ゲーム開発者の祭典『CEDEC 2009』が9月1日から9月3日にかけて開催された。今年は神奈川県・パシフィコ横浜の会議センターに場所を移して規模を拡大。経済産業省や大学機関と連携してプロフェッショナルの開発者以外に入場無料の学生版 CEDEC 業界研究フェアが同時開催された。

ゲーム業界外から専門家を招いたCEDEC 2009

CEDECでは、連日にわたって業界関係者や専門家を招いた基調講演が行われる。今年の基調講演は、初日が「顔学」などで知られる東京大学名誉教授の原島博氏、2日目は「機動戦士ガンダム」など日本アニメの創成期から現在まで多数の作品を手掛けてきたアニメーション監督の富野由悠季氏、そして最終日には「ドラゴンクエスト」で有名なゲームデザイナーの堀井雄二氏を中心にスクウェア・エニックスからプロデューサーの市村龍太郎氏、同社ディレクターの藤澤仁氏の3名が登壇した。

初日と2日目を担当した原島氏と富野氏はゲーム関係者ではないという点に注目したい。
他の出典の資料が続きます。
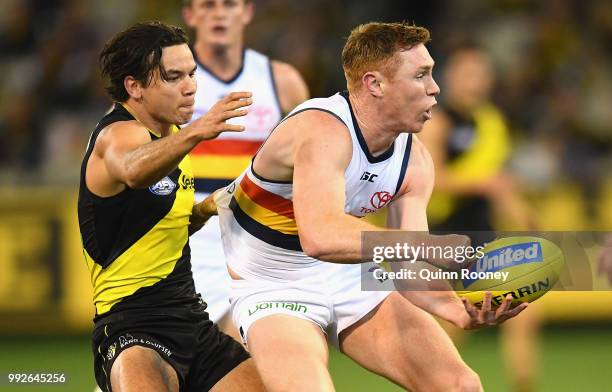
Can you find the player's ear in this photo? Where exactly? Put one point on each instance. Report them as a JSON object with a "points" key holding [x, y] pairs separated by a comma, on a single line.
{"points": [[249, 11], [373, 82], [132, 87]]}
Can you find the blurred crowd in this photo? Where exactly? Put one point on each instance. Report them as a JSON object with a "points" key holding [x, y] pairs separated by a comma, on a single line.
{"points": [[553, 60]]}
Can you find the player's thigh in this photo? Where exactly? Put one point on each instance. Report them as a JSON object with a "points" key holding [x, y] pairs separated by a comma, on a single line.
{"points": [[403, 343], [142, 369], [290, 353], [226, 325]]}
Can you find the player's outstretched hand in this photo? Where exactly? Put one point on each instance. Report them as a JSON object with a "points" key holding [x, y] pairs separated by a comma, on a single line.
{"points": [[485, 316], [202, 212], [210, 125]]}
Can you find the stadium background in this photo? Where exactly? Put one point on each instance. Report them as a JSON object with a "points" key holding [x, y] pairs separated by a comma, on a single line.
{"points": [[554, 63]]}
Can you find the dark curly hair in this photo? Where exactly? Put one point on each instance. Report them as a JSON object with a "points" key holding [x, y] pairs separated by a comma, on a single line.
{"points": [[137, 52]]}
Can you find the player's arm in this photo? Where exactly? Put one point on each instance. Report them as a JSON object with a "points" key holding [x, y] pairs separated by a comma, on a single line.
{"points": [[291, 88], [202, 212], [322, 152], [501, 188]]}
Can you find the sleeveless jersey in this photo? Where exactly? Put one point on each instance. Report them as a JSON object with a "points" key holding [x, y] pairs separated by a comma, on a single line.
{"points": [[257, 220], [218, 162], [135, 243]]}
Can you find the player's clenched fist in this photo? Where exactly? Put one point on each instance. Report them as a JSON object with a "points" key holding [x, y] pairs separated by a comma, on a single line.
{"points": [[210, 125]]}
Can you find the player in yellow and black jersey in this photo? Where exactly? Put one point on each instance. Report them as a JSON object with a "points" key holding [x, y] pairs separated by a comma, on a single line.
{"points": [[469, 141], [136, 211]]}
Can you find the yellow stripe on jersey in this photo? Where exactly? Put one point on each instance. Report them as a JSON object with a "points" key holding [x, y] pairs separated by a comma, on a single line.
{"points": [[219, 167], [150, 259]]}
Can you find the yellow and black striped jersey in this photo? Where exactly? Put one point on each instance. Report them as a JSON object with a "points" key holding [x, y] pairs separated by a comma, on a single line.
{"points": [[136, 243]]}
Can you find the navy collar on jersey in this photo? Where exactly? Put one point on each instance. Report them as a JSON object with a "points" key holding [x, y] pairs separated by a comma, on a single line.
{"points": [[211, 73], [364, 147]]}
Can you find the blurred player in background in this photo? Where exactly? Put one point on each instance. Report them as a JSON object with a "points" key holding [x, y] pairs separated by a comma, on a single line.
{"points": [[292, 233], [224, 65], [136, 210], [470, 144]]}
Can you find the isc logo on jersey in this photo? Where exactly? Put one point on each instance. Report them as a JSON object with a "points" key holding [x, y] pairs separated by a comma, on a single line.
{"points": [[163, 187], [508, 256]]}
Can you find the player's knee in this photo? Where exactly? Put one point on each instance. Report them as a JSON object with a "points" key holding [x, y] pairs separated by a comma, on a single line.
{"points": [[139, 368]]}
これまで閉鎖的と言われてきた日本のゲーム業界が、映画や教育など別の業界と手を結ぼうと試行錯誤している姿がうかがえる。日本がグローバルなゲーム市場でリーダシップを取り戻すには、業界を超えて日本の英知を結集しなければならないだろう。原島氏と富野氏の両名は、今もアニメやゲームが低俗なメディアと考えられている風潮がある点を指摘し、文化として尊敬される作品を創出する必要があると訴えた。

直列進化から多様化の時代へ

3日間の基調講演を通して、それぞれ業種も経歴も異なる講師が個別に話をしているにもかかわらず、共通していたことがいくつかある。中でも、ハードウェアの進化に合わせて成長してきた直列的(連続的)なゲームの進化の時代は終わりを告げたということが共通認識であったのは興味深い。
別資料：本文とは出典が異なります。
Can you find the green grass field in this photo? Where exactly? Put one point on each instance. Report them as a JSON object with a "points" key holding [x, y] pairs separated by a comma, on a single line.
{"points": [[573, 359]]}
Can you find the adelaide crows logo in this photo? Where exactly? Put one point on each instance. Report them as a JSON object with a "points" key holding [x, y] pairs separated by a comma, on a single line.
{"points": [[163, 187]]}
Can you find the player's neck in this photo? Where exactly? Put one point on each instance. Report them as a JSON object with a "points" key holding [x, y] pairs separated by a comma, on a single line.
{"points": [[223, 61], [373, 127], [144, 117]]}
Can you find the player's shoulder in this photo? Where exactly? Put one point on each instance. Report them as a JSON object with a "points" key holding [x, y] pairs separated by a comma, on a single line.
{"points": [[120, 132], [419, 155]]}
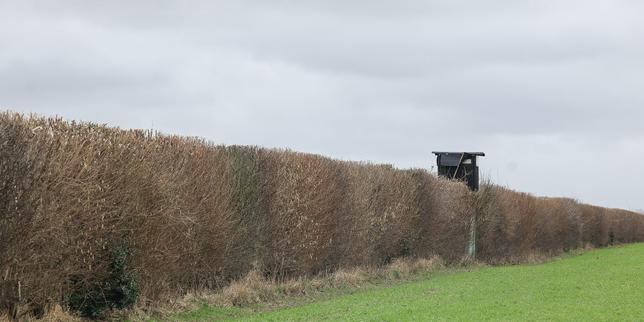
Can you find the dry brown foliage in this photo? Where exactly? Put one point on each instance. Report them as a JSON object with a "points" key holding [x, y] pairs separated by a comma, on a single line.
{"points": [[197, 216]]}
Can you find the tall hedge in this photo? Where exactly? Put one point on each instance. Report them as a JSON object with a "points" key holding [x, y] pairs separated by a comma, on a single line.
{"points": [[193, 215]]}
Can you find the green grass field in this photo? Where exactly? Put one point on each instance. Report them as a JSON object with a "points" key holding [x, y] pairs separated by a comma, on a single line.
{"points": [[604, 284]]}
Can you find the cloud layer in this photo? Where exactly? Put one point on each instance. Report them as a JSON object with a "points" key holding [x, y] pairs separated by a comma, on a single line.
{"points": [[551, 91]]}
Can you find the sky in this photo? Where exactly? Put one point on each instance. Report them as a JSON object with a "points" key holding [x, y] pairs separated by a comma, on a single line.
{"points": [[551, 91]]}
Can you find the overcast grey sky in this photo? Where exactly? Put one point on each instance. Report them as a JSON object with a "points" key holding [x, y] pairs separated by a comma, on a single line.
{"points": [[552, 91]]}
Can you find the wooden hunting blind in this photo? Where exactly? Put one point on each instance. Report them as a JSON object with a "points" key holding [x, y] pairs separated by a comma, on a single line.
{"points": [[459, 166]]}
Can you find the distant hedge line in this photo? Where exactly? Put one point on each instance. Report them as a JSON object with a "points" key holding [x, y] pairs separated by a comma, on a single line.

初日、原島氏はENIACから始まったコンピュータの歴史を紹介しつつ、現在までの指数関数的なハードウェアの進化がゲームのコンテンツも進化させてきたと説明した。今後もハードウェアは進化するが、技術依存でゲームの将来を考えるべきではないと訴えた。産業は、発展途上期の間は技術に依存するという。かつて、デジタルカメラが画素数一辺倒で競い合っていた時期があったが、成熟するにつれて付加価値が重要になっていった。ゲーム産業も、グラフィック性能一辺倒の時代から脱却して「大人」になる必要があるというのだ。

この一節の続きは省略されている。